China continues to expand its “sphere of influence” in Central Asia, embracing the republics of the former USSR under its military and economic “umbrella”.

On Friday, Chinese President Xi Jinping met with the leaders of Kazakhstan, Tajikistan, Kyrgyzstan, Turkmenistan and Uzbekistan and invited them to expand cooperation, including in the defense sector.

The group’s first-ever direct summit, dubbed C5, was held in Xi’an, the ancient capital of China, where the famous “Silk Road” originated in the past.

As a result of the talks, Xi announced China’s readiness to “strengthen the defense” of the Central Asian republics, increase their security capabilities in order to “ensure peace in the region,” state news agency Xinhua reported.

He also announced the allocation of 26 billion yuan ($3.6 billion) for financial support and “free assistance”, without specifying what these funds will be used for.

In the near future, China is likely to resume joint military exercises with post-Soviet countries, including with the participation of internal troops of the PRC, Temur Umarov, researcher at the Carnegie Russia Eurasia Center told the Financial Times.

According to Umarov, a particularly interesting Beijing may be Tajikistan, which borders not only China, but also Afghanistan. “Tajikistan’s army is by no means the strongest in Central Asia. Therefore, from China’s point of view, this is only a continuation of actions aimed at ensuring their (own) national security” – the expert notes.

In the Kremlin’s orbit, post-Soviet Asian states seek to distance themselves from Russia, which has become “toxic” as a result of the war in Ukraine and Western sanctions. Kazakhstan, one of Russia’s largest trading partners in the former Soviet Union, has refused to support an invasion of Ukraine and last year signed an intelligence-sharing agreement with NATO member Turkey.

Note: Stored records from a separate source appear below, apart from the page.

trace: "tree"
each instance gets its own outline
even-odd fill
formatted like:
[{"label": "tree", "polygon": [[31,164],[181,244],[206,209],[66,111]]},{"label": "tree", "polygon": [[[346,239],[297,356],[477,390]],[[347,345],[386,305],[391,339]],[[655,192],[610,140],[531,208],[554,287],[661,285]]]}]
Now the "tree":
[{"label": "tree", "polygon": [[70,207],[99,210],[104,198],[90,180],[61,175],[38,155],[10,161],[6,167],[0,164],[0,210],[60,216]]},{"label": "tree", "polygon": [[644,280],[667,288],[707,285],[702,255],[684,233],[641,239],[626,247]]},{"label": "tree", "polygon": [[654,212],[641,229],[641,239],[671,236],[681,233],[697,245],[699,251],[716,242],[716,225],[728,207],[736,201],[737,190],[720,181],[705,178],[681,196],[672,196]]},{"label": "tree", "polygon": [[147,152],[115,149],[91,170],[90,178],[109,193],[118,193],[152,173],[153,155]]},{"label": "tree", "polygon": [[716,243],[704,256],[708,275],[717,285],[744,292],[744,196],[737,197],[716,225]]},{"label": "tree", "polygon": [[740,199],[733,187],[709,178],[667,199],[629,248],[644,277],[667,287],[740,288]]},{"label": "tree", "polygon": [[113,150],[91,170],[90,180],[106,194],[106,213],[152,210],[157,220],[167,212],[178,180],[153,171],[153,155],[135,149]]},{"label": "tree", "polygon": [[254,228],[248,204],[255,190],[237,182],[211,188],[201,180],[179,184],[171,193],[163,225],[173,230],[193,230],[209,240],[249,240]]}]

Moscow’s influence in the region is waning, but it is too early to say that China will completely replace it in the near future, said Chiniu Shih, a researcher at the Taiwan Institute of National Defense and Security. “It’s quiet competition,” he says.

According to Chinese official statistics, last year China’s trade with the C5 countries amounted to USD 70.2 billion, and 80% of goods traffic to Europe transited through these countries.